After returning the kayaks we topped off the day with acai bowls and poke in Kailua, then enjoyed some quiet movie time together at home. Later that night Janine made dinner, we talked, and hung out with the puppies. As I had on my first full day, The Hardenburgs struggled to stay awake until the end of the day.

Thursday, June 4, 2015

Day 4: Welcome to Paradise

Horses penned in near the bay
As today was my last day alone with Janine before her siblings arrived, we decided to make it a girls' day out!

Following a delicious breakfast (over-easy eggs on sprouted grain toast with sunflower greens, avocado, and sesame oil) we hopped in the Mini and made our way to the North Shore. Our destination was  Turtle Bay Resort, 850 acres of land over Kuilima Cove. 

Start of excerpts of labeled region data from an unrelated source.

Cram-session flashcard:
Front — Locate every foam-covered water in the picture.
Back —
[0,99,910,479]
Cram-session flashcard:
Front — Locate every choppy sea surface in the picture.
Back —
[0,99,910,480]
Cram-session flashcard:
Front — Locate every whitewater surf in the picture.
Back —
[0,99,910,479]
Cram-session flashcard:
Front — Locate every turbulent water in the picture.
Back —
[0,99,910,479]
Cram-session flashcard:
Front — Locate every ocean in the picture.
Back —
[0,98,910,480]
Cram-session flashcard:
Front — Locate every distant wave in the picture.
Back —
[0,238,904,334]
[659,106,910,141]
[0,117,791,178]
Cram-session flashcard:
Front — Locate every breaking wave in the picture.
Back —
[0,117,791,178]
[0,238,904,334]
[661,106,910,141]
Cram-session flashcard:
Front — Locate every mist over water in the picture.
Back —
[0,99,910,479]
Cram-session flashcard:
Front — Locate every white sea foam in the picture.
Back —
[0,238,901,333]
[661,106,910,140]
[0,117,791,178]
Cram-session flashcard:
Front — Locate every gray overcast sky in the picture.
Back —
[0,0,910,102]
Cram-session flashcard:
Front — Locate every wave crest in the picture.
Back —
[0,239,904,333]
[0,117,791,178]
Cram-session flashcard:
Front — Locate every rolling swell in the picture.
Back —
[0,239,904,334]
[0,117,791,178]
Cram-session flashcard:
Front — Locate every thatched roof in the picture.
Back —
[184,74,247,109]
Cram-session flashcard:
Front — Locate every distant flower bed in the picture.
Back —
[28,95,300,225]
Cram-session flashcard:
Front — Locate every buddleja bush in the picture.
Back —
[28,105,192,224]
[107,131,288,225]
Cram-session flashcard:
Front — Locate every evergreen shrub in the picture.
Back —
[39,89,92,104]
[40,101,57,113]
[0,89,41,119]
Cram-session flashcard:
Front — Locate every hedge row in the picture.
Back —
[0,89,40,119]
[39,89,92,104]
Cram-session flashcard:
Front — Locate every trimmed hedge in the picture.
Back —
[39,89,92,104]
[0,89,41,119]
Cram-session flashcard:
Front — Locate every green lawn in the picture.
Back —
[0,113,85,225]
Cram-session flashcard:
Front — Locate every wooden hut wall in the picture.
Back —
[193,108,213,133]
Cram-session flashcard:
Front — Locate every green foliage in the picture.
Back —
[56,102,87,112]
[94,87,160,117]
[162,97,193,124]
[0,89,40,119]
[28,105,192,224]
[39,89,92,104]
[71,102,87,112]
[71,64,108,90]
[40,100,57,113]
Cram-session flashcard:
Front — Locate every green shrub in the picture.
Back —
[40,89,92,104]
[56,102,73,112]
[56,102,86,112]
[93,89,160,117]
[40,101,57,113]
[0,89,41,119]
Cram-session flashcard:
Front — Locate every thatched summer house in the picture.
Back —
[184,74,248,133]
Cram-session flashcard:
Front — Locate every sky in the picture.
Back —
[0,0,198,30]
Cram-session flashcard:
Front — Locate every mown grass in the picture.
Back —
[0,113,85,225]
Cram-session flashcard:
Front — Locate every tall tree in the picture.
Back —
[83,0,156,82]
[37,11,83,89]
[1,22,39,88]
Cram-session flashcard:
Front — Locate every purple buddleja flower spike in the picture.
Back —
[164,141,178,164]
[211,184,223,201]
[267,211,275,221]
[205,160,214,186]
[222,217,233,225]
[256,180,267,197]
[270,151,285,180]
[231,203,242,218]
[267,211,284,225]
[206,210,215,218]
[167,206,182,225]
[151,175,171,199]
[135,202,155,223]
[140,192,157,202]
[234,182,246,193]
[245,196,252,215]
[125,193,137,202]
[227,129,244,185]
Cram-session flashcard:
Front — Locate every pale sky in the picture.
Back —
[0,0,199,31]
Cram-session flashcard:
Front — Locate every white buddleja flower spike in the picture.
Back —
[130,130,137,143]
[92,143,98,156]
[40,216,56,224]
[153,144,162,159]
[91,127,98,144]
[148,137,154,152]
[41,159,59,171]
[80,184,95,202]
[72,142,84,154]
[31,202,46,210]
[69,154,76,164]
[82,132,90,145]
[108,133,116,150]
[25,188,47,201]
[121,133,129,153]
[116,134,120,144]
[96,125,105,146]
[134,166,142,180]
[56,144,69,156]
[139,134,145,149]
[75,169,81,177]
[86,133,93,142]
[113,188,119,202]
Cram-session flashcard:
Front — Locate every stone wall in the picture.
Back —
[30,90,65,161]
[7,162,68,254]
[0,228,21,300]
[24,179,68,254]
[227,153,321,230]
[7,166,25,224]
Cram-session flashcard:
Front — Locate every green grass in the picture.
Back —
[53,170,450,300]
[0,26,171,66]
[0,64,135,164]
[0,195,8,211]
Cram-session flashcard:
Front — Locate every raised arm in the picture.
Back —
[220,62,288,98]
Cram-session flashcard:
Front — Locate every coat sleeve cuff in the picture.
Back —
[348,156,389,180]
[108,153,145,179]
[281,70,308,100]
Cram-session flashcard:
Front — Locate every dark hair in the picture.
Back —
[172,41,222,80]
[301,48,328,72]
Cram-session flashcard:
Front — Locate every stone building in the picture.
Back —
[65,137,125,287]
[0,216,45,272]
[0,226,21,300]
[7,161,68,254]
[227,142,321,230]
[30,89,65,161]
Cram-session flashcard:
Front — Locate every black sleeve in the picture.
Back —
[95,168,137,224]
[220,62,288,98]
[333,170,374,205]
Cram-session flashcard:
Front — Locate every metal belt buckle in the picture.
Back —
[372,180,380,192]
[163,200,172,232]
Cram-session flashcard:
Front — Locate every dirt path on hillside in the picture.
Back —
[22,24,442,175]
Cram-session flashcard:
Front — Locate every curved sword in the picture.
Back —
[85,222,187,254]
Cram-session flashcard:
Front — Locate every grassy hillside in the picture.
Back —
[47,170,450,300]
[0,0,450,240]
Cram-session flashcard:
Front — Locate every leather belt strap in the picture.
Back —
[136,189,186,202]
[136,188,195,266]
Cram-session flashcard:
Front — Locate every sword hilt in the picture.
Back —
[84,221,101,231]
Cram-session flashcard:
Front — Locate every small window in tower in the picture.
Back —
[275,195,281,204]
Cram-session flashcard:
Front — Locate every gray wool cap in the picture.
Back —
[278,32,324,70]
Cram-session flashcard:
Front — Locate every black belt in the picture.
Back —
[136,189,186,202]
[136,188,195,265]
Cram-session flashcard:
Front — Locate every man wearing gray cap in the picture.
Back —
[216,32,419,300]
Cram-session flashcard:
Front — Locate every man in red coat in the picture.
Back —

Our first event of the day was horseback riding on the beach. Thankfully, I'd had a refresher course in riding from my friend Val a couple weeks prior to this event and was able to remember to keep my toes up and heels down! Each of our horses was docile and well-trained; we hardly had to direct them at all except for when we walked through "candy patches" of delicious greens, when some horses (mine included) would wander off into tall bushes to tear away at the delicious greens. Our trail ride lasted roughly 45 minutes and took us past the bay where Catching Fire was filmed (we watched it later this week to confirm). Janine's horse, Feather, was in the movie Saving Sara Marshall, and my horse, Shania, had apparently starred in a few Japanese magazine shoots. As riding on the actual beach is illegal, this ride took us along a trail just above the beach - apparently the closest you can get to riding on the sand in Hawai'i without being fined. 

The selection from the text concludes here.